It (partial sphere coverage) is useful "enough" if the partial sphere "covers" 
the positions of the acoustic objects being recorded and reproduced.
The most important property being reproduced is not the accuracy and precision 
of the static positioning, it is the dynamic spatial articulation
in the rendered sonic image which realistically conveys artistic creativity to 
the audience through the audibility of movement.

 

 


 

 

-----Original Message-----
From: Tom Jordaan <sen...@gmail.com>
To: Surround Sound discussion group <sursound@music.vt.edu>
Sent: Tue, Jul 12, 2011 9:24 am
Subject: Re: [Sursound] the recent 2-channel 3D sound formats and their 
viability for actual 360 degree sound


On Tue, 12 Jul 2011 01:56:08 +0100, Stefan Schreiber <st...@mail.telepac.pt> 
wrote: 
 
> The minimum for surround with height is 8 speakers, for Ambisonics 1st > 
> order.
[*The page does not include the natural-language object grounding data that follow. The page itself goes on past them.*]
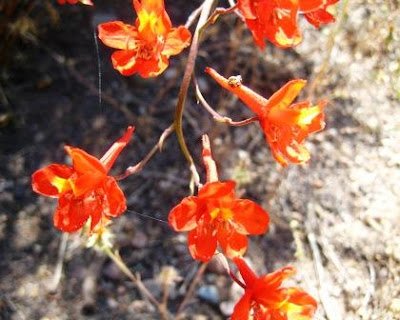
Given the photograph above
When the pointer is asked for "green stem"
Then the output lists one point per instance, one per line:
(205, 12)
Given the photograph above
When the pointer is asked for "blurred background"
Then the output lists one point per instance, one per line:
(335, 219)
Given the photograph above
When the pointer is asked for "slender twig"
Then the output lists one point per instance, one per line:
(116, 258)
(193, 285)
(216, 116)
(193, 16)
(215, 15)
(234, 278)
(205, 12)
(316, 80)
(139, 166)
(318, 266)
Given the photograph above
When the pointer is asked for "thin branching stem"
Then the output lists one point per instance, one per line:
(216, 116)
(205, 12)
(140, 165)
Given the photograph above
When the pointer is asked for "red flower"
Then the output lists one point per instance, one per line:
(87, 2)
(145, 47)
(264, 298)
(318, 14)
(215, 216)
(84, 190)
(274, 20)
(285, 125)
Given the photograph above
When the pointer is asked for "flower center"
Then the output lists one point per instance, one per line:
(224, 214)
(145, 52)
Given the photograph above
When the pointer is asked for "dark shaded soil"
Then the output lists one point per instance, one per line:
(335, 219)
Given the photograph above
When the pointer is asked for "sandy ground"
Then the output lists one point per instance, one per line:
(335, 219)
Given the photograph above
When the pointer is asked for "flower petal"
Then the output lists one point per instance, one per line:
(177, 40)
(252, 99)
(52, 181)
(202, 242)
(285, 95)
(249, 217)
(153, 20)
(299, 304)
(218, 190)
(183, 216)
(111, 155)
(70, 215)
(152, 67)
(114, 202)
(248, 275)
(233, 243)
(124, 61)
(89, 171)
(310, 5)
(118, 35)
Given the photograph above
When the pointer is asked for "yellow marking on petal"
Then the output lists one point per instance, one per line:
(307, 115)
(62, 185)
(226, 214)
(214, 213)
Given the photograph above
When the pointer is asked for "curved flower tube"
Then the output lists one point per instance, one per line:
(87, 2)
(145, 47)
(276, 20)
(285, 125)
(265, 298)
(215, 216)
(84, 190)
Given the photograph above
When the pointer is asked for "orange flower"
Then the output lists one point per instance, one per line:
(84, 190)
(87, 2)
(318, 14)
(145, 47)
(274, 20)
(264, 298)
(217, 216)
(285, 125)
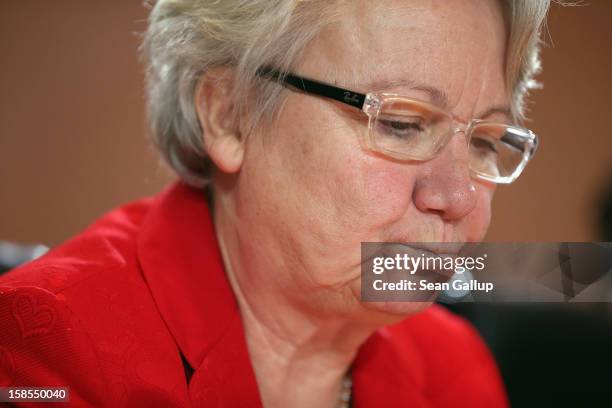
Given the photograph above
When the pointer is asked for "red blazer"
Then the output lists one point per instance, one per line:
(121, 312)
If the sphere is full-sphere (and not half-sphere), you probably > 
> need 12+ speakers, although I suspect there could be a solution with > less 
> speakers than 12. (Feeback welcome...) 
> 
> Some have tried to reproduce "some" height information via a 7.1 layout. > 
> (And even 5.1, but here there are severe limitations.) 
 
Can anyone shed further light on the usefulness of the 3D 7.1 layout that 
Richard Furse's player offers? Possibly only a segment of a sphere, rather 
than full sphere, but is it useful *enough*? 
 
--"In human terms, the future was bright, bright red."